His face dark, he hung a moment between love and anger; looking at her. Then, ‘Did he kiss you?’ he said between his teeth. ‘No!’ she cried fiercely.
‘You swear it?’
She flashed a look at him.
But he had no mercy. ‘Why not?’ he persisted, moving a step nearer her. ’You were betrothed to him. You engaged yourself to him, ma’am. Why not?’
‘Because—I did not love him,’ she answered so faintly he scarcely heard.
He drew a deep breath. ‘May I kiss you?’ he said.
She looked long at him, her face quivering between tears and smiles, a great joy dawning in the depths of her eyes. ‘If my lord wills,’ she said at last, ’when I have done his bidding and—and changed—and dressed as—’
But he did not wait.
THE CLERK OF THE LEASES
When Sir George left the house, an hour later, it happened that the first person he met in the street was Mr. Fishwick. For a day or two after the conference at the Castle Inn the attorney had gone about, his ears on the stretch to catch the coming footstep. The air round him quivered with expectation. Something would happen. Sir George would do something.
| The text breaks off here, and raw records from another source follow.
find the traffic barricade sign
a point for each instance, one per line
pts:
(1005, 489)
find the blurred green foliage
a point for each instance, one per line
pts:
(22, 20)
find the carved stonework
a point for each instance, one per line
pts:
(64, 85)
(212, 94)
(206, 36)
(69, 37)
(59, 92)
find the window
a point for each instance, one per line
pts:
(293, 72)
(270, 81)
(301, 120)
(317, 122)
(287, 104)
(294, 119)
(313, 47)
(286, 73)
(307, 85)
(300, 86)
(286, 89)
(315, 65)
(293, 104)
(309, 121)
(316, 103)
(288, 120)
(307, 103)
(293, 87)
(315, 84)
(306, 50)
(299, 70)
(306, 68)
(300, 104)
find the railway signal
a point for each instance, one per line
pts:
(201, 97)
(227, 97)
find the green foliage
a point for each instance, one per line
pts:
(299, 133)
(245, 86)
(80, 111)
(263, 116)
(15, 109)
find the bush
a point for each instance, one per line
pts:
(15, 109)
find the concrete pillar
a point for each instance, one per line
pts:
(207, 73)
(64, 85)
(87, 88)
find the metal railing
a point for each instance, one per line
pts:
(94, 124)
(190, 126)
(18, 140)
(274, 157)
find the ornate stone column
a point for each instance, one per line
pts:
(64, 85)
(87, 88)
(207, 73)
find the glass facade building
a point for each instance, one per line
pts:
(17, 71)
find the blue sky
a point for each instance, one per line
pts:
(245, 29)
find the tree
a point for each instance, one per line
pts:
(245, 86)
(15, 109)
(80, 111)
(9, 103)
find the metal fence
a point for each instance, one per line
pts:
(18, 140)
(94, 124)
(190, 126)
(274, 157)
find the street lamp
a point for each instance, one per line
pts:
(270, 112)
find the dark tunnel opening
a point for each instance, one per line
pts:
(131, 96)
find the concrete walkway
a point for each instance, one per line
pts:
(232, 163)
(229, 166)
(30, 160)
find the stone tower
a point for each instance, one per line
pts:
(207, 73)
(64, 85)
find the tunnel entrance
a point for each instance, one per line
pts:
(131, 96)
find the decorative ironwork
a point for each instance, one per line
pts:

But with each day that passed eventless, the hope and expectation grew weaker; the care with which the attorney avoided his guest’s eyes, more marked; until by noon of this day he had made up his mind that if Sir George came at all, it would be as the wolf and not as the sheep-dog. While Julia, proud and mute, was resolving that if her lover came she would save him from himself by showing him how far he had to stoop, the attorney in the sourness of defeat and a barren prospect—for he scarcely knew which way to turn for a guinea—was resolving that the ewe-lamb must be guarded and all precautions taken to that end.
When he saw the gentleman issue from his door therefore, still more when Sir George with a kindly smile held out his hand, a condescension which the attorney could not remember that he had ever extended to him before, Mr. Fishwick’s prudence took fright. ‘Too much honoured, Sir George,’ he said, bowing low. Then stiffly, and looking from his visitor to the house and back again, ’But, pardon me, sir, if there is any matter of business, any offer to be made to my client, it were well, I think—if it were made through me.’